Poster
in
Workshop: Mathematical and Empirical Understanding of Foundation Models (ME-FoMo)
Instruction-Finetuned Foundation Models for Multimodal Web Navigation
Hiroki Furuta · Ofir Nachum · Kuang-Huei Lee · Yutaka Matsuo · Shixiang Gu · Izzeddin Gur
Keywords: [ Instruction Finetuning ] [ large language models ] [ foundation models ] [ web navigation ] [ Multimodal Document Understanding ] [ decision making ]
We propose an instruction-aligned multimodal agent for autonomous web navigation -- i.e., sequential decision making tasks employing a computer interface. Our approach is based on supervised finetuning of vision and language foundation models on a large corpus of web data consisting of webpage screenshots and HTML. Specifically, we use vision transformers on sequences of web page screenshots to extract patch-level image features. These features are concatenated with embedding of tokens in HTML documents. Using an instruction-finetuned large language model, we jointly encode both vision and HTML modalities and decode web actions such as click and type.
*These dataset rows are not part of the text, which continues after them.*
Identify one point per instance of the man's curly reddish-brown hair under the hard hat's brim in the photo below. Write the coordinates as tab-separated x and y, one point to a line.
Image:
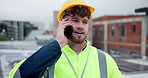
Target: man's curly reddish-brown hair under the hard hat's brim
80	10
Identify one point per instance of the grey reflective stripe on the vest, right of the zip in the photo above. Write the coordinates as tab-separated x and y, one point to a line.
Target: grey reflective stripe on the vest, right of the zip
102	64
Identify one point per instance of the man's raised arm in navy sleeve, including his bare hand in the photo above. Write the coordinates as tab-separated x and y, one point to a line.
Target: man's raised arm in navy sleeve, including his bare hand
44	57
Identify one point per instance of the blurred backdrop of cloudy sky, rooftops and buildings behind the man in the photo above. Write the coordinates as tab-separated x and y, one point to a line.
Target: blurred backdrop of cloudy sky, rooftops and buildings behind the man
118	27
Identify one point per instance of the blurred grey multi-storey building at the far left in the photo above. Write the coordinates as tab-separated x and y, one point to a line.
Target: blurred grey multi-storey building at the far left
16	30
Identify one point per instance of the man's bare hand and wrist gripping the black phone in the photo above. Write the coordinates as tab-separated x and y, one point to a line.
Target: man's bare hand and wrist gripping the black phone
60	37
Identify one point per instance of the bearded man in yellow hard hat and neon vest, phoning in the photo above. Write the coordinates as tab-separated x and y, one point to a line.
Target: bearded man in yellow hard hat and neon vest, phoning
69	58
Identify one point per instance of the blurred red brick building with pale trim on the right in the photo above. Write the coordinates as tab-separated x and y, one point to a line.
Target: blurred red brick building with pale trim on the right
125	34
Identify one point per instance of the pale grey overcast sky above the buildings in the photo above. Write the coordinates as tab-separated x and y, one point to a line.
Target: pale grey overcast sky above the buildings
42	10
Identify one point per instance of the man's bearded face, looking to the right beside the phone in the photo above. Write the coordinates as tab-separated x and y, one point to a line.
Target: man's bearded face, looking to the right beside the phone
80	26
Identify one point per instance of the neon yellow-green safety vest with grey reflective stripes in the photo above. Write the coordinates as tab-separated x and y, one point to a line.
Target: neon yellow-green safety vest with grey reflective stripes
83	65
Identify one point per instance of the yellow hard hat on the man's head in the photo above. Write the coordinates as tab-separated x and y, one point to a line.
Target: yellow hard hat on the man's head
72	3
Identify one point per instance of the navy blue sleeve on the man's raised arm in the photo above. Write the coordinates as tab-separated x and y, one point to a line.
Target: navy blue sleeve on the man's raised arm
40	60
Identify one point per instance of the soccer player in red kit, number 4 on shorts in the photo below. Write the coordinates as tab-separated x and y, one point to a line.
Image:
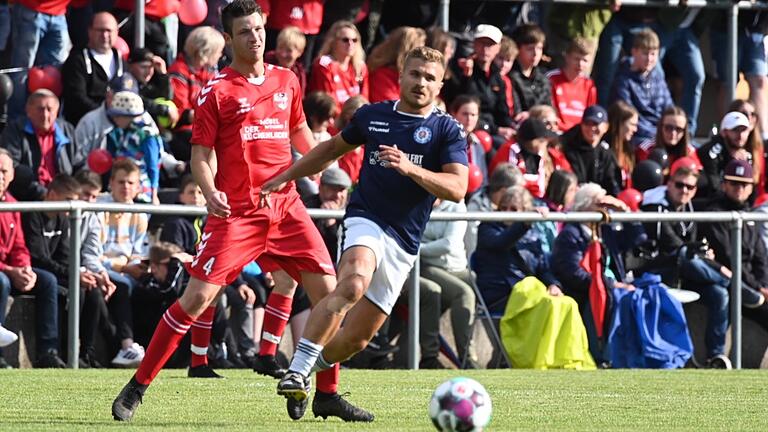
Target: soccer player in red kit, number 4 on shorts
249	114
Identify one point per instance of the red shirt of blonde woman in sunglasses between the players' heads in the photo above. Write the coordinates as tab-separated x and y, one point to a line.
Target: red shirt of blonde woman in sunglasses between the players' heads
327	76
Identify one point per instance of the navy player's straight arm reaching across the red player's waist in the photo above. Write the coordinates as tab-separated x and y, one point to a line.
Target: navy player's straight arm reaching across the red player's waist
318	159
We show that our method outperforms previous approaches by a significant margin, even in handling out-of-distribution HTML and compositional tasks. On the MiniWoB benchmark, we improve previous approaches using only HTML input by more than 17.7%, even surpassing the performance of RL-finetuned models. On the recent WebShop benchmark, our 3-billion-parameter model achieves superior performance to the existing state-of-the-art PaLM-540B. We also collect 347K gold demonstrations using our trained models, 29 times larger than prior work, and make them available to promote future research in this area. We believe that our work is a step towards building capable and generalist decision making agents for computer interface.